O presidente da Cedae, Aguinaldo Ballon, acredita na hipótese de que o solo ao redor da área já poderia estar contaminado e que as chuvas arrastaram a substância para o rio. A professora Caroline Lima discorda: “O tolueno é um composto bastante volátil. É improvável que ele perdure no solo por tempos prolongados, já que a ação do vento já o levaria para a atmosfera como gás e retiraria a concentração da substância do solo. É inviável pensar que a chuva possa ter realizado esse movimento.”
A opção mais provável é a do descarte indevido, completa a professora. “Considerando a volatilidade do composto, a possibilidade mais plausível seria de um despejamento da substância em grandes quantidades no rio. Não quero afirmar isso porque não é impossível que seja pelo solo, só é improvável.”
A atual situação das cidades afetadas
O abastecimento nos cinco municípios atingidos pelo vazamento já foi retomado, com a liberação do canal de Imunana. Niterói e São Gonçalo já tiveram a água normalizada, mas ainda existe a insegurança de consumir a água distribuída, conta João Barbosa, 21, morador de Raul Veiga, em São Gonçalo. “A água aqui vai e volta, o tempo todo. Eu não sei se terei água pro resto da semana, se vai estar limpa ou não. Depois que estourou a notícia, minha família está receosa de comer em restaurantes ou de cozinhar com a água que é distribuída em casa.”
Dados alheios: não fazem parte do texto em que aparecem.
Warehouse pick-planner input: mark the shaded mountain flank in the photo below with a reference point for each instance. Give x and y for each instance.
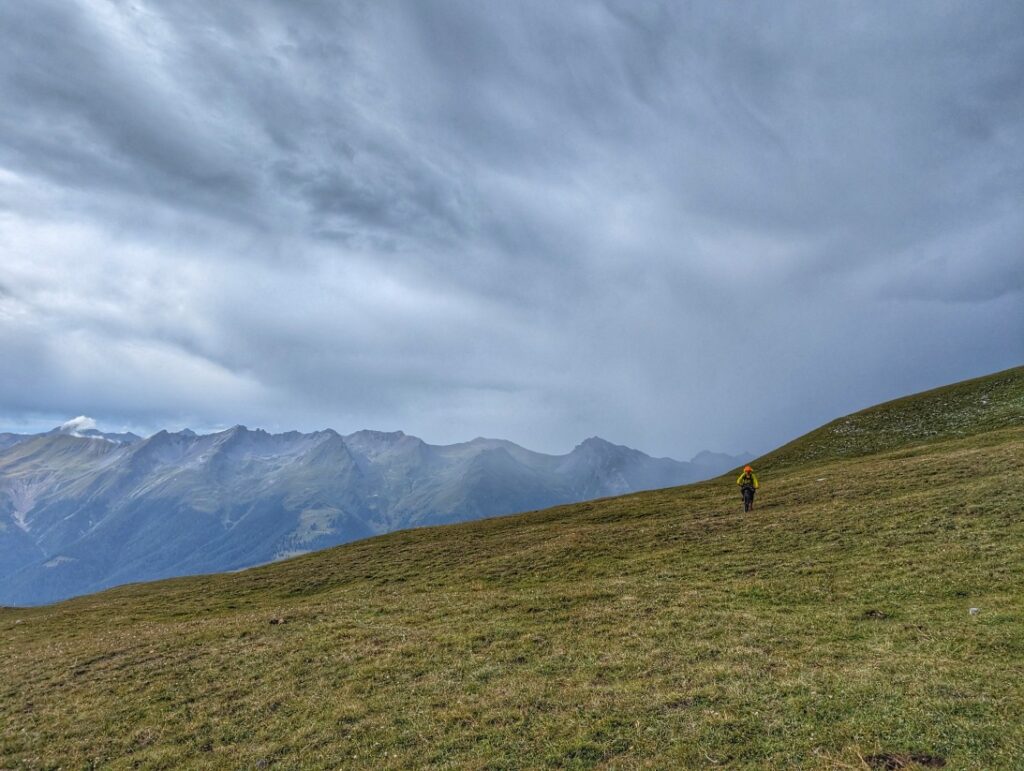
(81, 510)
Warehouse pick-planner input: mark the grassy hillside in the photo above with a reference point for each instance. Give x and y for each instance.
(963, 409)
(829, 629)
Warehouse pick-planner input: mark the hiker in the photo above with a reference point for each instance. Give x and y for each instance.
(748, 483)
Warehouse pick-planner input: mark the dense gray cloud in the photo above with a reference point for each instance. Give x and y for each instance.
(675, 225)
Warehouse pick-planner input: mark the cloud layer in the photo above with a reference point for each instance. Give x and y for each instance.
(678, 226)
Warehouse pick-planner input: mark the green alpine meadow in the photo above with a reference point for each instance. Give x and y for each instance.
(868, 613)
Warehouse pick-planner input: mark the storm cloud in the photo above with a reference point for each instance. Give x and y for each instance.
(679, 226)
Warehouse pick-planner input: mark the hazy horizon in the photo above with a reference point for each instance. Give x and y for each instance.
(676, 226)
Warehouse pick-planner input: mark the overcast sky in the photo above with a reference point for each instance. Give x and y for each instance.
(678, 226)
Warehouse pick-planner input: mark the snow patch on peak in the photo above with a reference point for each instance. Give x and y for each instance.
(75, 425)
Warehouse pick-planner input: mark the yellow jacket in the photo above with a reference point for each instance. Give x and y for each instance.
(741, 480)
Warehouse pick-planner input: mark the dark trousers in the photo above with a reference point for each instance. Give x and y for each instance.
(748, 497)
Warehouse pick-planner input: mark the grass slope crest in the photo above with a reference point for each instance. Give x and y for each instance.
(832, 629)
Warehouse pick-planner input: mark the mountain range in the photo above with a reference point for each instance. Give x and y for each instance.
(82, 510)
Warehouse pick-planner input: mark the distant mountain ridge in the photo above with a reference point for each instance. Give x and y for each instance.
(81, 509)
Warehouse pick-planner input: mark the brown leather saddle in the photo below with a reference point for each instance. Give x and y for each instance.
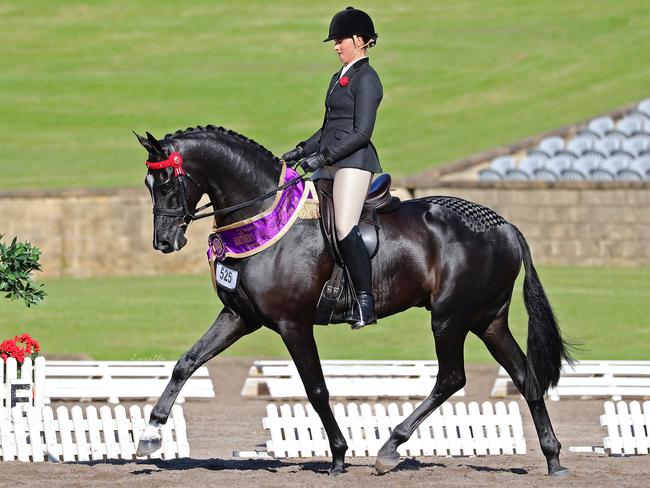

Nas 65 horas de crise, os mercados ficaram lotados e as garrafas de água das prateleiras esgotaram rapidamente. “No primeiro dia, levei várias garrafas vazias pro meu trabalho pra encher lá e ter um estoque para crise. Voltei com pelo menos dez garrafas cheias numa sacola. Foi muito importante, porque já tinha esgotado tudo nos mercados próximos da minha casa”, comenta Gustavo Caetano, 36, morador de Boaçu, São Gonçalo.